States across the country are preparing in earnest for November’s general elections, elections that will be closely watched after U.S. intelligence agencies concluded the Kremlin orchestrated a major effort to meddle in the 2016 campaign. Thirteen states hold primaries next month.

At a Senate Rules and Administration Committee’s hearing on election safety Wednesday — the panel’s second on the topic in less than a month — Democratic Sen. Mark Warner had some sharp words for Texas-based Hart InterCivic, saying the company had failed to cooperate with a cybersecurity review of its voting equipment in his home state of Virginia. Mr. Warner is also the top Democrat in the Senate’s probe into Russian interference in the 2016 election.

Peter Lichtenheld, vice president of operations for Hart InterCivic, countered that his firm enjoyed “strong working relationships” with federal, state and local election officials.

He told Mr. Warner that the over 100-year-old company had just a few customers in Virginia and that it was soon moving to different systems anyway. But when Mr. Warner continued prodding, Mr. Lichtenheld admitted Hart InterCivic did not provide Virginia with its machines for its review.

Committee Republicans also expressed anger at the level of preparation, following a Department of Homeland Security estimate that Russians had attempted to hack into at least 21 state election systems two years ago.

Several lawmakers faulted the record of Nebraska-based Election Systems and Software (ES&S), which provides services in at least 42 states. ES&S did not testify, but senators noted that it was involved in what could have been a disastrous election breach, when security researchers found voter files for more than 1.8 million Illinois residents on an unsecured Amazon server under the company’s control last year.

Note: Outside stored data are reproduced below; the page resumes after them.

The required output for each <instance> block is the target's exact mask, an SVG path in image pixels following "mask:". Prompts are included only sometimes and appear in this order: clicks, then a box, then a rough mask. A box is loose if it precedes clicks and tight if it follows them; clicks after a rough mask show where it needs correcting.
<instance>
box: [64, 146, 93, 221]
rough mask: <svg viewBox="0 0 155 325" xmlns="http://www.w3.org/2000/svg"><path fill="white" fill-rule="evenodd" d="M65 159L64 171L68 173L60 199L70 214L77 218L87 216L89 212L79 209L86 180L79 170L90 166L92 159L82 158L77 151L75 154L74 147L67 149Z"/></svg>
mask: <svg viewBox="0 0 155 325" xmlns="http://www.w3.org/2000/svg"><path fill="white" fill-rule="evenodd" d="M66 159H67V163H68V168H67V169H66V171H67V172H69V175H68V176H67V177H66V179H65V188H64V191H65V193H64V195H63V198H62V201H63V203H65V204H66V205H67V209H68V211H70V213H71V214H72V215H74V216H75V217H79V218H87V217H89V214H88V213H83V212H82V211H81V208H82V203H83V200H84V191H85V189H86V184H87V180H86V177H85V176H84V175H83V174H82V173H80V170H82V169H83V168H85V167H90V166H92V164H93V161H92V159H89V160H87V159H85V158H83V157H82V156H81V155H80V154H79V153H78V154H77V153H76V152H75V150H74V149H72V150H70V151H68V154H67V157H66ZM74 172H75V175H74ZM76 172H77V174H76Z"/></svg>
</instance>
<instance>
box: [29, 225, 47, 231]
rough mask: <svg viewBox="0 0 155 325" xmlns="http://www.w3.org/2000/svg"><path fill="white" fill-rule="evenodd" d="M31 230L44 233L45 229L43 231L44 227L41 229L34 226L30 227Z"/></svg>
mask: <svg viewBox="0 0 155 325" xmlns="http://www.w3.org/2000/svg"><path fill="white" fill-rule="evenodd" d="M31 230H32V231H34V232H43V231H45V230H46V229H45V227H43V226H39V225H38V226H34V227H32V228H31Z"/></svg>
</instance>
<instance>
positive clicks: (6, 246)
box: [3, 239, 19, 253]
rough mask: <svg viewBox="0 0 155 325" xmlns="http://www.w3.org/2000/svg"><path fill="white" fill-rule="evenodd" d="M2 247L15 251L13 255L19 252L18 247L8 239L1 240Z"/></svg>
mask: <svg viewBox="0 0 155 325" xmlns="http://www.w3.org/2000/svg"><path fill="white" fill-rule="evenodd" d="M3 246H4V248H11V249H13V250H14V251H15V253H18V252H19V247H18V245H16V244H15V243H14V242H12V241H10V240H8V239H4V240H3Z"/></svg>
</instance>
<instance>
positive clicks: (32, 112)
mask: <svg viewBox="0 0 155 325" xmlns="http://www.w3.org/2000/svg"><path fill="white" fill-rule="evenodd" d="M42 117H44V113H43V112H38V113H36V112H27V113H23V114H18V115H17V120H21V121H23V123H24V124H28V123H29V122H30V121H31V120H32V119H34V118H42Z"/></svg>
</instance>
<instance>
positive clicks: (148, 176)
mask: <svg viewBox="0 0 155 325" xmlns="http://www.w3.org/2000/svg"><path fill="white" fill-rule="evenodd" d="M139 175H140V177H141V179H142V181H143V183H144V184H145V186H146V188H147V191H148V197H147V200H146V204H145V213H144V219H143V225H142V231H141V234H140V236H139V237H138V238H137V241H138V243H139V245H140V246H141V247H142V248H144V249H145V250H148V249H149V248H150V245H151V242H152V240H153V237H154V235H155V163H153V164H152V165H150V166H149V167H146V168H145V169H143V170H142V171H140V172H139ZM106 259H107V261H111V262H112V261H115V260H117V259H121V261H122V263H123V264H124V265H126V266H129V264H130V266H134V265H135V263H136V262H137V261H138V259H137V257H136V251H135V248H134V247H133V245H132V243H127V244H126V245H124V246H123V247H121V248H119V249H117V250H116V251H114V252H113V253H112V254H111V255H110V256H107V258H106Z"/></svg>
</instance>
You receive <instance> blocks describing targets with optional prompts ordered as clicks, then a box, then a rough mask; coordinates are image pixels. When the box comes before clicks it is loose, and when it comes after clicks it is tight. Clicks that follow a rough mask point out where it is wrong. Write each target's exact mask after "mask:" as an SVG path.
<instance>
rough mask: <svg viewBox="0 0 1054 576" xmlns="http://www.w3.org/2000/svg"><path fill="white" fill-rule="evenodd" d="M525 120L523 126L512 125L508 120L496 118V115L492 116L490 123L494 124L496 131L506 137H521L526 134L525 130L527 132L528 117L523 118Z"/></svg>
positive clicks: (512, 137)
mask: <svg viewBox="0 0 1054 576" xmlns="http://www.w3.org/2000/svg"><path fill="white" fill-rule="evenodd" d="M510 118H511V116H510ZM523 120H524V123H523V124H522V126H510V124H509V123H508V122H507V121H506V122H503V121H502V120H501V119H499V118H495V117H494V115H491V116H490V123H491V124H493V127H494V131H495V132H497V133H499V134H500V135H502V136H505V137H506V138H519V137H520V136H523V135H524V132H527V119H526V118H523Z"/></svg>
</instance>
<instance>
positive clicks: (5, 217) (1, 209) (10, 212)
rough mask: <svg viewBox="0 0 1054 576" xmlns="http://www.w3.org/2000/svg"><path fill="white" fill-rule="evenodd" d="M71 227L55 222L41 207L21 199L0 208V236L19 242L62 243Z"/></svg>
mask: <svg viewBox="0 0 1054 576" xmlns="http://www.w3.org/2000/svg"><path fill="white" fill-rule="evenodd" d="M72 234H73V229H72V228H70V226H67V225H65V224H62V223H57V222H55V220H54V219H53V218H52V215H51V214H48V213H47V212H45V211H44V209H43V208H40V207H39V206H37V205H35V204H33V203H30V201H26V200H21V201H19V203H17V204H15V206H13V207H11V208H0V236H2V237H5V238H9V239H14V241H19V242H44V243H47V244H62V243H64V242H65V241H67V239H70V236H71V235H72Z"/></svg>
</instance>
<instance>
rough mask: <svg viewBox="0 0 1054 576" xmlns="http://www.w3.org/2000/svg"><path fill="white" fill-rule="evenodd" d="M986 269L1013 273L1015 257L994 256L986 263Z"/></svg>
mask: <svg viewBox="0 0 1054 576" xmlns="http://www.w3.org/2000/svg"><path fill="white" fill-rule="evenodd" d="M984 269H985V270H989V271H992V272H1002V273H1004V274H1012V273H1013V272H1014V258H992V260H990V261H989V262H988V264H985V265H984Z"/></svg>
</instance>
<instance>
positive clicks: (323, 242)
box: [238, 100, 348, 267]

Committee Chairman Sen. Roy Blunt, Missouri Republican, said efforts to shore up security holes this year were accelerating as states tapped into a $380 million fund Congress approved earlier this year for election infrastructure improvements. Some 49 states and territories have requested approximately $350 million of the funds, Mr. Blunt said.

Separately, Homeland Security Undersecretary Christopher C. Krebs told a House Homeland Security Committee also on Capitol Hill on Wednesday that the 2018 elections “remain a potential target for Russian actors,” although evidence thus far suggests Kremlin efforts are not as targeted as in the presidential race of 2016.

“The intelligence community has yet to see any evidence of a robust campaign aimed at tampering with our election infrastructure along the lines of 2016 or influencing the make-up of the House or Senate races,” Mr. Krebs told lawmakers, adding that Russians still appeared to be using social media to inflame American cultural and social issue divisions.

Moscow is working with “social media, false-flag personas, sympathetic spokesman and other means to influence or inflame positions on opposite ends of controversial issues,” he said.